Il y aurait beaucoup à gloser sur la faillite évoquée, qui déborde les aspects financiers : faillite éducative, faillite morale, faillite démocratique, faillite d’humanité même. C’est pourtant en ces mêmes heureuses circonstances que les Français sont invités, par les dirigeants qui ont constaté la faillite financière susdite et travaillent à la suppression de régimes spéciaux jugés inacceptables, à prendre acte de ce que le budget de l’Elysée devait être multiplié par trois et la rémunération du président de la République par deux. Rien de moins.

    Pour mémoire, on rappellera que le budget officiel de l’Elysée, en 2007, est de 31.783.000 euros. De mauvaises langues affirment qu’il serait, en réalité, trois fois supérieur. Il a en tout cas été multiplié par neuf entre 1995 et 2007, sous la présidence dispendieuse de M. Chirac, lequel avait pourtant promis, en janvier 1995, qu’il assurerait « une présidence modeste » [sic ! Ce seul mot eut dû provoquer une révolution anticipatrice!]. Soit une augmentation de 798 % des dépenses par rapport à celles qui étaient engagées à son arrivée au pouvoir.
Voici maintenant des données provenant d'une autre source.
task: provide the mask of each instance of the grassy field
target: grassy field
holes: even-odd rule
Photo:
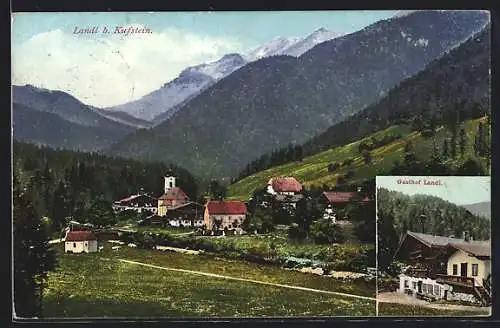
[[[422,306],[413,306],[407,304],[394,303],[378,303],[379,316],[446,316],[446,317],[463,317],[463,316],[485,316],[489,315],[488,309],[484,311],[464,311],[464,310],[449,310],[449,309],[433,309]]]
[[[154,229],[145,228],[143,232],[158,233]],[[287,238],[287,233],[275,231],[266,235],[228,235],[223,238],[213,236],[171,236],[168,246],[205,250],[217,253],[221,257],[234,258],[236,255],[254,254],[267,257],[272,245],[276,256],[281,258],[297,257],[312,261],[322,261],[332,264],[335,270],[365,272],[358,268],[361,263],[375,266],[374,244],[346,243],[338,245],[319,245],[309,241],[293,243]],[[371,254],[373,253],[373,254]],[[372,262],[369,263],[370,256]],[[245,257],[243,257],[245,258]],[[361,270],[361,271],[360,271]]]
[[[464,123],[464,128],[469,138],[464,158],[468,158],[474,154],[474,135],[480,121],[485,122],[485,118],[470,120]],[[372,150],[371,163],[369,165],[364,164],[362,155],[358,152],[359,144],[362,141],[369,140],[371,137],[380,139],[388,134],[400,134],[402,138]],[[421,133],[410,132],[410,128],[407,125],[392,126],[356,142],[306,157],[302,162],[293,162],[272,167],[246,177],[229,186],[228,198],[249,199],[255,189],[264,187],[270,178],[276,176],[293,176],[305,186],[335,185],[339,175],[346,174],[348,168],[340,167],[334,172],[328,172],[328,164],[333,162],[342,163],[348,158],[354,160],[351,165],[354,176],[349,181],[356,182],[372,178],[377,174],[386,172],[396,160],[402,160],[406,142],[412,142],[417,157],[428,159],[432,154],[433,140],[435,140],[437,147],[441,149],[443,139],[449,136],[450,132],[446,131],[443,127],[437,129],[434,137],[425,138]],[[456,165],[461,161],[463,159],[457,158],[455,163],[450,164]]]
[[[118,259],[374,297],[374,286],[363,282],[198,255],[111,250],[109,245],[101,253],[58,254],[58,268],[44,290],[45,317],[375,315],[371,300],[164,271]]]

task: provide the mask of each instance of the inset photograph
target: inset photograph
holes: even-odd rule
[[[376,185],[378,315],[491,315],[490,177]]]

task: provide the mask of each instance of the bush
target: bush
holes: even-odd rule
[[[340,164],[337,162],[330,163],[330,164],[328,164],[328,172],[333,172],[333,171],[337,170],[339,167],[340,167]]]
[[[293,241],[303,241],[306,236],[306,231],[300,228],[297,223],[292,223],[290,227],[288,227],[288,239]]]
[[[349,165],[351,165],[352,163],[354,163],[354,159],[352,159],[352,158],[346,158],[346,159],[342,162],[342,166],[349,166]]]
[[[425,129],[422,131],[422,137],[424,138],[430,138],[434,135],[434,131],[430,129]]]

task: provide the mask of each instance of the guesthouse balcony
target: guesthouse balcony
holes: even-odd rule
[[[474,278],[469,278],[469,277],[438,274],[436,275],[436,281],[442,284],[474,288]]]

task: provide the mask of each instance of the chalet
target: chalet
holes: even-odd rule
[[[133,210],[137,213],[149,212],[155,214],[157,211],[157,200],[143,192],[120,199],[113,203],[115,213]]]
[[[345,208],[348,204],[369,201],[371,201],[369,197],[360,197],[357,192],[325,191],[321,197],[321,203],[324,205],[323,218],[336,223],[339,209]]]
[[[210,231],[241,228],[247,215],[245,203],[239,200],[208,201],[205,205],[205,227]]]
[[[408,231],[394,259],[408,265],[399,291],[413,296],[481,302],[490,298],[491,244]]]
[[[64,241],[66,253],[97,252],[97,237],[90,231],[68,231]]]
[[[189,201],[186,193],[175,186],[175,177],[167,176],[165,177],[164,194],[158,198],[157,213],[159,216],[165,216],[169,208],[187,204]]]

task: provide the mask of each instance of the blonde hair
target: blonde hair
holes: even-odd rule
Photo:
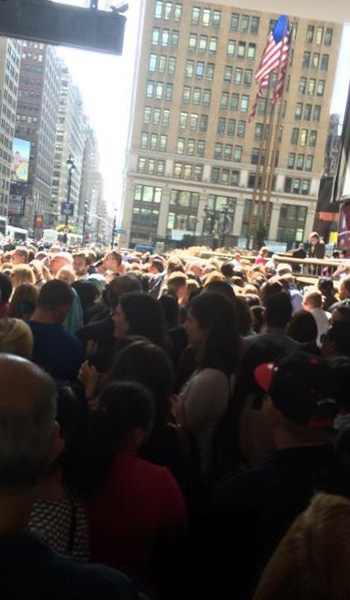
[[[21,283],[35,284],[33,269],[29,265],[13,265],[12,267],[12,286],[16,288]]]
[[[350,502],[317,494],[272,555],[253,600],[350,598]]]
[[[0,319],[0,352],[30,359],[33,351],[32,331],[21,319]]]
[[[73,281],[76,279],[72,265],[64,265],[61,267],[56,273],[56,279],[65,281],[68,285],[72,285]]]
[[[21,283],[11,298],[9,317],[30,319],[38,303],[39,290],[32,283]]]

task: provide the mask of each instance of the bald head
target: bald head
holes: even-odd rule
[[[37,365],[0,354],[0,490],[35,485],[52,451],[55,386]]]

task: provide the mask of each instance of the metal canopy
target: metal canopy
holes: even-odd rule
[[[0,35],[122,54],[126,18],[47,0],[0,0]]]

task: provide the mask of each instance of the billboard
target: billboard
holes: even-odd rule
[[[11,181],[27,183],[29,174],[30,142],[14,138],[12,142]]]
[[[8,215],[10,217],[23,217],[26,197],[24,194],[10,194]]]

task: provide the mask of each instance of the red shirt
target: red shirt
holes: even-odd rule
[[[159,539],[183,537],[187,511],[165,467],[119,453],[107,481],[88,502],[91,559],[117,567],[148,587],[148,563]]]

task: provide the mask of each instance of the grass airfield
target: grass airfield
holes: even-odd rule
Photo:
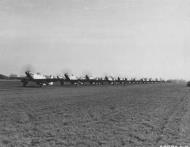
[[[190,146],[182,84],[21,87],[0,81],[0,147]]]

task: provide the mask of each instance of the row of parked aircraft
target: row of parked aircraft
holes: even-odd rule
[[[113,77],[113,76],[105,76],[102,77],[93,77],[89,75],[85,75],[83,77],[76,77],[74,75],[70,75],[68,73],[65,73],[62,76],[46,76],[39,73],[32,73],[30,71],[25,72],[26,77],[21,79],[21,82],[23,86],[27,86],[29,82],[34,82],[39,86],[45,86],[45,85],[53,85],[55,82],[60,82],[60,85],[64,85],[65,83],[71,83],[73,85],[104,85],[104,84],[110,84],[110,85],[125,85],[125,84],[146,84],[146,83],[160,83],[164,82],[163,80],[152,80],[151,78],[142,78],[139,80],[133,79],[127,79],[127,78],[120,78],[120,77]]]

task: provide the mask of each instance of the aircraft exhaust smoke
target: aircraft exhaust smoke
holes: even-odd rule
[[[30,71],[30,72],[35,72],[35,68],[31,64],[26,64],[21,68],[21,74],[24,74],[25,72]]]

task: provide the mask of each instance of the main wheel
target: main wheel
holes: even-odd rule
[[[27,81],[23,81],[23,82],[22,82],[22,86],[23,86],[23,87],[26,87],[27,84],[28,84]]]

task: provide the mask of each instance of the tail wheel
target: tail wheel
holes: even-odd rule
[[[42,87],[43,86],[43,84],[42,83],[36,83],[37,85],[39,85],[40,87]]]
[[[64,85],[64,82],[63,82],[63,81],[60,81],[60,84],[61,84],[61,86],[63,86],[63,85]]]

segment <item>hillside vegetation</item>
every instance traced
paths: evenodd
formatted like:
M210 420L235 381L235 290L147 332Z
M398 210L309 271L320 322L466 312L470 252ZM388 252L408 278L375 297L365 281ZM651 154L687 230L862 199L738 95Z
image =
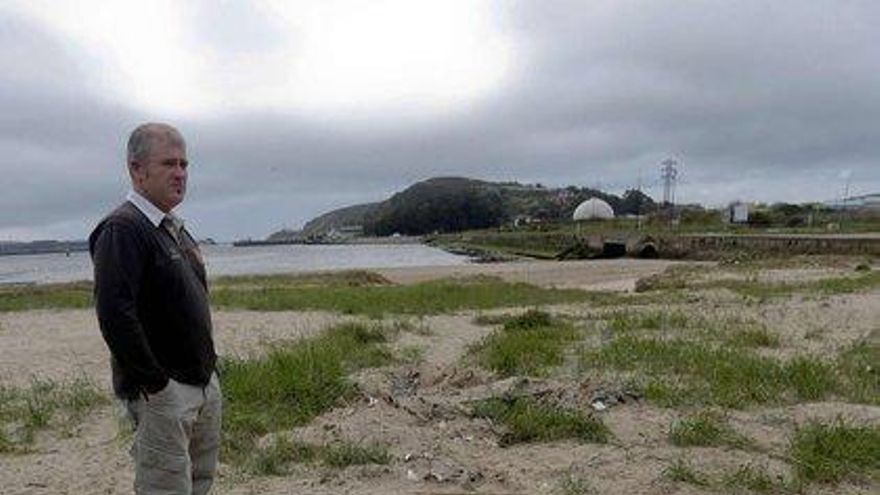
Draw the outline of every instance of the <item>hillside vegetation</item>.
M552 222L570 218L578 204L592 197L608 202L618 215L656 209L654 200L635 190L621 197L575 186L547 188L438 177L413 184L385 201L325 213L308 222L303 234L316 236L334 228L362 225L368 235L422 235L497 227L517 218Z

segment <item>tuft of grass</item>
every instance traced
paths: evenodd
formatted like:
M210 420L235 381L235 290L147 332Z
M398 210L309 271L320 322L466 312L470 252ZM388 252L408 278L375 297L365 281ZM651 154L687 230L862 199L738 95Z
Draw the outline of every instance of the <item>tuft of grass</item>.
M255 447L245 469L259 476L284 476L292 463L312 462L317 456L315 447L279 435L266 445Z
M661 273L636 280L636 292L675 291L686 289L689 280L705 271L699 265L671 265Z
M327 310L350 314L437 314L465 309L535 306L597 297L576 289L546 289L495 277L444 279L413 285L216 287L214 305L259 311Z
M371 443L361 445L351 442L340 442L321 447L318 457L324 464L344 468L364 464L388 464L392 457L384 445Z
M705 474L692 468L683 459L678 459L663 469L663 477L677 483L689 483L695 486L709 486Z
M771 476L765 467L755 467L751 464L740 466L733 473L725 474L722 486L735 493L743 490L749 493L799 493L800 487L797 482L786 480L782 476Z
M541 375L563 363L566 345L579 336L570 324L530 310L507 320L471 348L480 363L501 376Z
M690 318L679 311L619 311L608 315L608 328L614 333L632 330L669 330L687 328Z
M384 342L381 327L346 323L258 359L223 361L225 453L240 460L257 438L305 424L351 396L348 373L391 361Z
M312 445L278 435L265 445L255 447L245 468L259 476L284 476L291 464L320 463L342 469L364 464L388 464L392 456L388 448L378 443L360 444L335 442Z
M844 383L844 394L853 401L880 405L880 330L865 342L844 351L837 369Z
M0 454L14 452L16 447L15 442L6 433L6 428L0 428Z
M667 405L744 407L789 398L815 400L835 387L833 368L815 358L788 363L738 348L702 342L623 335L581 357L586 367L633 371L648 383L647 396ZM661 381L672 379L674 385Z
M416 335L422 336L430 336L434 334L434 331L431 330L431 327L424 321L424 319L419 318L416 321L411 320L394 320L390 325L390 330L395 334L401 332L413 333Z
M559 491L562 495L590 495L596 493L590 480L574 473L567 473L559 482Z
M93 305L91 282L13 285L0 288L0 312L78 309Z
M800 400L818 400L837 388L834 367L816 357L797 356L785 365L783 373Z
M737 347L779 347L779 336L766 328L746 328L731 333L727 343Z
M85 376L69 382L33 378L27 388L0 386L0 452L23 452L37 431L69 430L109 398Z
M538 309L530 309L525 313L511 317L504 322L505 330L531 330L539 327L549 327L554 323L550 313Z
M880 426L854 426L840 419L810 423L795 432L788 456L803 481L880 479Z
M714 411L701 411L676 421L669 430L668 438L678 447L728 446L741 449L752 444Z
M473 405L474 417L502 424L501 445L575 439L607 443L611 436L601 420L579 411L541 404L526 397L501 397Z

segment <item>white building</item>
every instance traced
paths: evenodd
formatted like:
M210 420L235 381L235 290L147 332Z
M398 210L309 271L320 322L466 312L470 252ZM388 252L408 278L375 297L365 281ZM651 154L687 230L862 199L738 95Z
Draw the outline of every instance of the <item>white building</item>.
M611 220L614 218L614 210L611 205L599 198L590 198L579 204L574 209L572 219L580 220Z

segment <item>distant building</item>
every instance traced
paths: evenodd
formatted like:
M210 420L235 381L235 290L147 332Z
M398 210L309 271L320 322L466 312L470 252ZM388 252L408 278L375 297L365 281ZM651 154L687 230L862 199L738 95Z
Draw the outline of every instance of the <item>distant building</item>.
M572 219L576 222L579 220L611 220L613 218L614 209L599 198L590 198L579 204L572 215Z
M730 223L749 223L749 205L742 201L730 203L727 207L727 221Z

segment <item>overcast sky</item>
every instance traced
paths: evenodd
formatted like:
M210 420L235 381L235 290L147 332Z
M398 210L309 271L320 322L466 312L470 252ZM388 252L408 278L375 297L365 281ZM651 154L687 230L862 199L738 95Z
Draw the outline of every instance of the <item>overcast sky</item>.
M876 0L6 0L0 240L82 239L144 121L199 237L262 238L433 176L679 202L880 192Z

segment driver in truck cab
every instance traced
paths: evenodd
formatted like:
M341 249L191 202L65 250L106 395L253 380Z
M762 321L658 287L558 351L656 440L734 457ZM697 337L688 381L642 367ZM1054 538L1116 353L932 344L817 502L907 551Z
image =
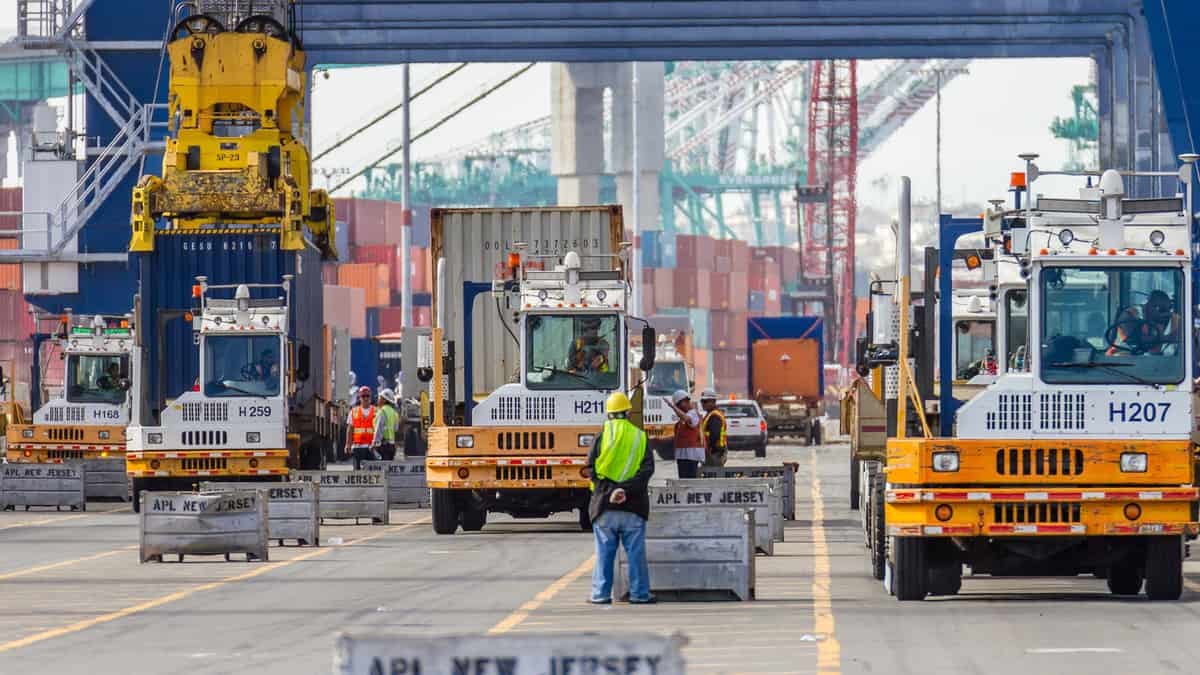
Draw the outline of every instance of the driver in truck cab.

Ce budget devrait donc passer à environ 100 millions d’euros. Ce gonflement substantiel est expliqué par un transfert vers l’Elysée de la rémunération de très nombreux personnels (environ 800 personnes : militaires, policiers, standardistes, etc.), jusque-ici rémunérés par d’autres entreprises ou ministères. Autrement dit, il ne s’agirait que d’une opération purement comptable de rationalisation, qui devrait être compensée par des réductions des crédits accordés à cette fin aux ministères qui en assument encore la charge. Soit. Il faudra pourtant être convainquant pour expliquer pareil gonflement d'un budget élyséen dont la disposition est sans contrôle et sur lequel est prélevée, ô surprise, la rémunération du chef de l’Etat, avec des écarts évidemment inconnus.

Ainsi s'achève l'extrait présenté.